Although Kai Ming Au, a member of the Mannheim fraternity, was born in Germany and had served in the army to some his lack of German blood rankled.

They cited a decision issued last year by the Deutsche Burschenschaft, the umbrella group the 100 fraternities belong to, that said members with “non-European facial and bodily characteristics” needed to be checked by a committee.

This apparent racial discrimination prompted comparisons with the infamous Nuremberg race laws of Nazi Germany when anybody deemed “non-Aryan” was excluded from public life. It also led to liberal duelling fraternities to stand up for Mr Au and defeat the conservatives who wanted him expelled in a vote at the annual Burschenschaft conference.

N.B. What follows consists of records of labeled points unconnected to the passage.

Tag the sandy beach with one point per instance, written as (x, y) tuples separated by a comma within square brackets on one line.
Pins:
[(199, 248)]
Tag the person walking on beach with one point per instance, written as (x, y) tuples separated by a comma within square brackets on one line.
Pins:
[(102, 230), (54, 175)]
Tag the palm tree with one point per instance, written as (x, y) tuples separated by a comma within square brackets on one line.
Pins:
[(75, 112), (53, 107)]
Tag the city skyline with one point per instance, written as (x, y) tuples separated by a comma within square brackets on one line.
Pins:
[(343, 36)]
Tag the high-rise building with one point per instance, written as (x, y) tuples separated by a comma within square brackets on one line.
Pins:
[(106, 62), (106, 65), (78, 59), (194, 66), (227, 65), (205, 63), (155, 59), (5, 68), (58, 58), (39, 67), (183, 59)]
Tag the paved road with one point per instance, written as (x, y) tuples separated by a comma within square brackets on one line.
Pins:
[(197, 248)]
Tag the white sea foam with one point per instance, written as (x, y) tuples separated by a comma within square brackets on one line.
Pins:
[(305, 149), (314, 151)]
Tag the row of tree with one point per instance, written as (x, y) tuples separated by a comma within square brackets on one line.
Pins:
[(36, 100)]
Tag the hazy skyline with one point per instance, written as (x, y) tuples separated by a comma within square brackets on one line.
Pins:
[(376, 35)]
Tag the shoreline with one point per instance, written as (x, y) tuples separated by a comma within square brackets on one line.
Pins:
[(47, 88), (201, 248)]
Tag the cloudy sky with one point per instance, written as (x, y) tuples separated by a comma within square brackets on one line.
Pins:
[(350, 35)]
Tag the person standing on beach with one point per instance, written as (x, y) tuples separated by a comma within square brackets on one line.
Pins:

But the standoff and better divisions between the two camps led Michael Schmidt, a Burschenschaft spokesman, to warn that “a split in the fraternity is conceivable”, adding that he expected continued “heated debate” over membership criteria.

The blaze of embarrassing publicity surrounding the affair has also put the 10,000 duelling members on the defensive after years of living in relative obscurity on the margins of mainstream student life.

Stefan Dobner, from the conservative Munich-Arminia-Rhenania fraternity, denied allegations of racism, saying that “it is, and was, at all times possible for any German citizen to become a member of a fraternity, and it is wrong to say membership was restricted to so-called ethnic-Germans.” But this has failed to deflect withering criticism levelled at the fraternities.

“I think it is absolutely scandalous and shameful that German academics are supporting this,” commented Alexandra Kurth, an expert on German student groups, on the proposals to exclude people on grounds of race. “It’s an indicator of how established right-wing extremism is becoming in these groups.”